#include "r/r_cluster.h" Example compile flags (system dependent): -DLINUX_X86_64 -DLINUX_X86_64_OPTERON -DGNU_COMPILER -I/home/kobus/include -L/home/kobus/misc/load/linux_x86_64_opteron -L/usr/lib/x86_64-linux-gnu -lKJB -lfftw3 -lgsl -lgslcblas -ljpeg -lSVM -lstdc++ -lpthread -lSLATEC -lg2c -lacml -lacml_mv -lblas -lg2c -lncursesw int get_independent_GMM_using_CEM ( int initial_num_clusters, const Matrix *feature_mp, const Vector *initial_a_vp, const Matrix *initial_u_mp, const Matrix *initial_var_mp, Vector **a_vpp, Matrix **u_mpp, Matrix **var_mpp, Matrix **P_mpp, double beta, double gamma );

p(x) = sum a-sub-i * g(u-sub-i, v-sub-i, x) iwhere a-sub-i is the prior probability for the mixuture component (cluster), u-sub-i is the mean vector for component i, v-sub-i is the variance for the component, and g(u,v,x) is a Gaussian with diagonal covariance (i.e., the features are assumed to be independent, given the cluster). The argument initial_num_clusters is the initial number of mixture components (clusters). The data matrix feature_mp is an N by M matrix where N is the number of data points, and M is the number of features.
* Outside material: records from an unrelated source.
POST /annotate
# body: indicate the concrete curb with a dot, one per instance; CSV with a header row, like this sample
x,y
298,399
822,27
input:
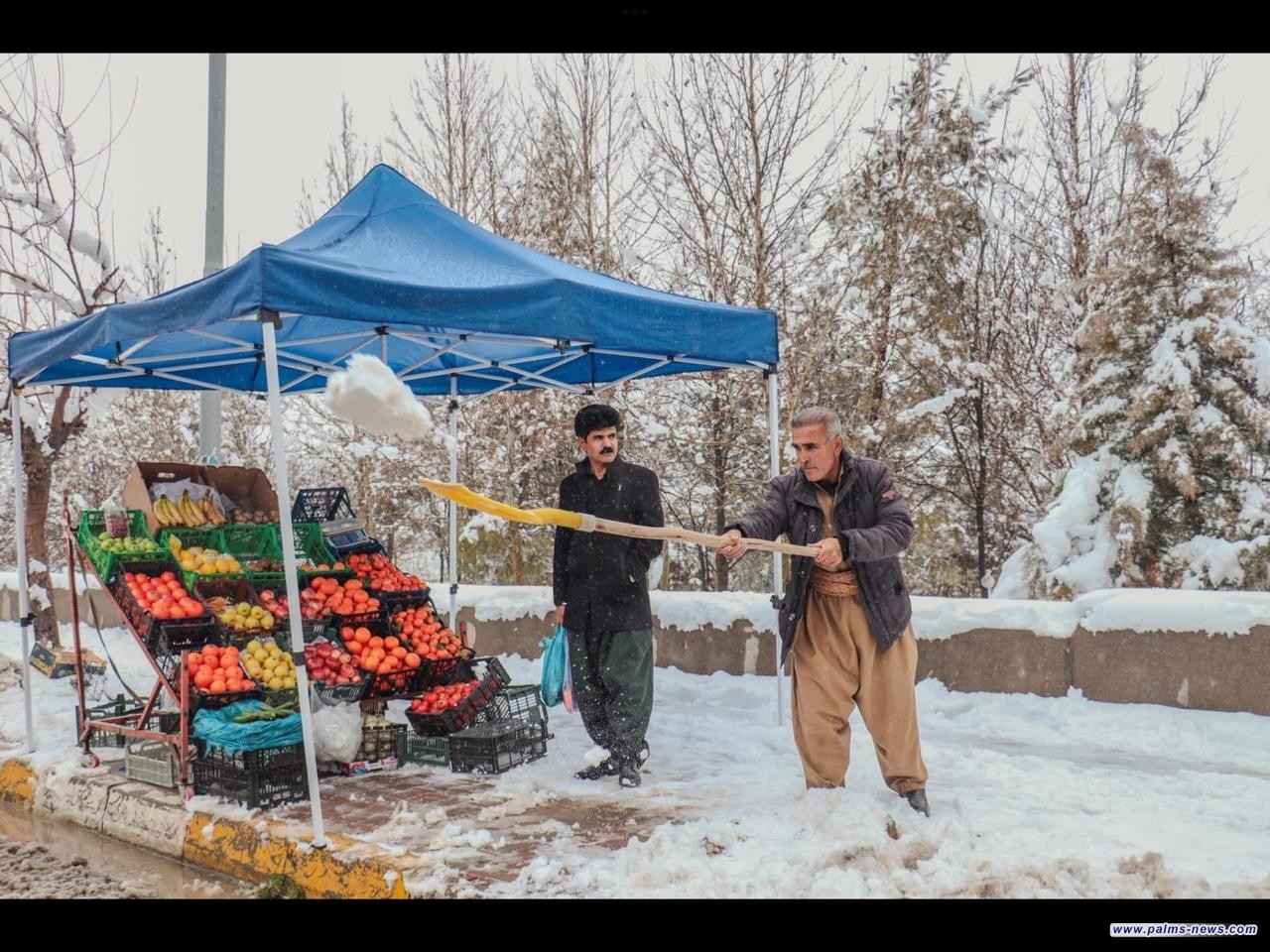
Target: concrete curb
x,y
254,849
The means, variances and priors of the initial clusters can be specified through the arguments initial_u_mp, initial_var_mp, and initial_a_vp respectively. If they are all NULL, then a random initialization method is used for the clusters. The model parameters are put into *a_vpp, *u_mpp, and *v_mpp. Any of a_vpp, u_mpp, or v_mpp is NULL if that value is not needed. Both u-sub-i and v-sub-i are vectors, and they are put into the i'th row of *u_mpp and *v_mpp, respectively. The matrices are thus K by M, where K is the final number of clusters. If P_mpp, is not NULL, then the soft clustering (cluster membership) for each data point is returned. In that case, *P_mpp will be N by K. The parameters gamma and beta control the cluster split-merge operations. These need to be determined experimentally. However, the following observations might help as a rough guide in the selection of values for these: The higher the value of gamma, the greater is the frequency of split-merge operations and hence greater is the ability to jump in the parameter space (see reference). A value that is of the order of 0.1L or L, where L is the adjusted log-likelihood, has been observed to give reasonable results. The order of L can be determined from the logs printed out by the routine. The higher the value of beta, the greater is the chance of merge operations being chosen relative to split operations (see reference) while proceeding through the split-merge sequence. A value in the range of 0.1R - 10R, where, R = min(KL_divergence_merge^2, KL_divergence_split^2), has been observed to give reasonable results. R has to be determined experimentally by observing the KL divergence values printed out by the routine.